The same book has something I found similar to this after about 50 pages.
The context is negative binomial random variable. (Sentences in brackets are mine)
If independent trials, each resulting in a success with probability $p$, are performed, what is the probability of $r$ successes occurring before $m$ failures?
Solution The solution will be arrived at by noting that $r$ successes will occur before $m$ failures if and only if the $r$th success occurs no latter than the $r+m-1$ trial (same principle as the other one). This follows because if the $r$th success occurs before the $m$th failure, and conversely. Hence from equation 8.2 (or applying principles from negative random variable). The desired probability is $$\sum\limits_{n=r}^{r+m-1}\binom{n-1}{r-1}p^r(1-p)^{n-r}$$
I found no visible difference in the two problems, expect the notation and different answers. What am I missing? What is the difference between the two questions?
1: Rest of the parts are irrelevant to this question and hence skipped. Yes, the 'original' problem of points is skipped.
The questions are identical and both answers are correct (i.e they are equal) but they use different approaches.
Solution 1:
The idea is to consider a series of $m+n-1$ trials and calculate the probability of getting exactly $k$ successes.
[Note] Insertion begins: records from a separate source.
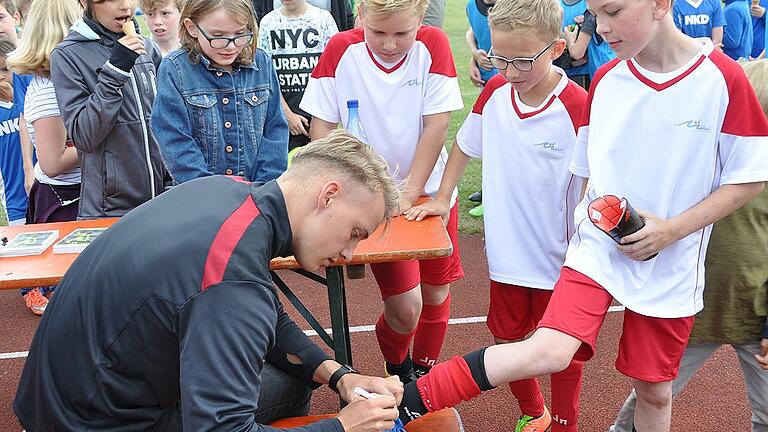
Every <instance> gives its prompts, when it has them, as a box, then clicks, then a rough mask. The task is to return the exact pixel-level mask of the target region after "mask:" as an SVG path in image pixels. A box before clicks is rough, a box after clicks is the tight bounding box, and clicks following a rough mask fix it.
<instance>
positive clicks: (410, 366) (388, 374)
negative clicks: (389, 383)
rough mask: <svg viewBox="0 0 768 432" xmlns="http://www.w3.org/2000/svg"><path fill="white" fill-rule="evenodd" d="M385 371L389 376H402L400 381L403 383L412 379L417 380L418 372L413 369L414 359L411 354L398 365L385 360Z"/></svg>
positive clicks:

The Binomial Theorem tells us that this is
$$\binom{m+n-1}{k}p^k(1-p)^{m+n-1-k}.$$
To satisfy the required criterion of at least $n$ successes we allow $k$ to range from $n$ to $m+n-1$. The resulting probabilities can be summed to give the result:
$$\sum_{k=n}^{m+n-1}{\binom{m+n-1}{k}p^k(1-p)^{m+n-1-k}}.$$
Solution 2:
I'll keep the same variables as in Solution 1 to help in any comparison between them.
The idea here is to consider a series of trials ending at the $n^{th}$ success and to calculate the probability of getting exactly $n$ successes and $k$ failures in this series. There are therefore $n+k$ trials and we will denote this number by $t$. The Binomial Theorem tells us that this probability is
$$\binom{t-1}{n-1}p^n(1-p)^{t-n}.$$
Note that we have replaced the normal coefficient, $\binom{t}{n}$, with $\binom{t-1}{n-1}$ because we know the $t^{th}$ trial must be a success so we only need to arrange $n-1$ successes in $t-1$ trials.
To satisfy the required criterion of fewer than $m$ failures we allow $k$ to range from $0$ to $m-1$, meaning that $t$ ranges from $n$ to $n+m-1$. The resulting probabilities can be summed to give the result:
$$\sum_{t=n}^{n+m-1}{\binom{t-1}{n-1}p^n(1-p)^{t-n}}.$$
Finally, we can map the variables to those used in the text:
\begin{eqnarray*} n &\mapsto& r \\ m &\mapsto& m \\ t &\mapsto& n \end{eqnarray*}
Giving: $$\sum_{n=r}^{r+m-1}{\binom{n-1}{r-1}p^r(1-p)^{n-r}}.$$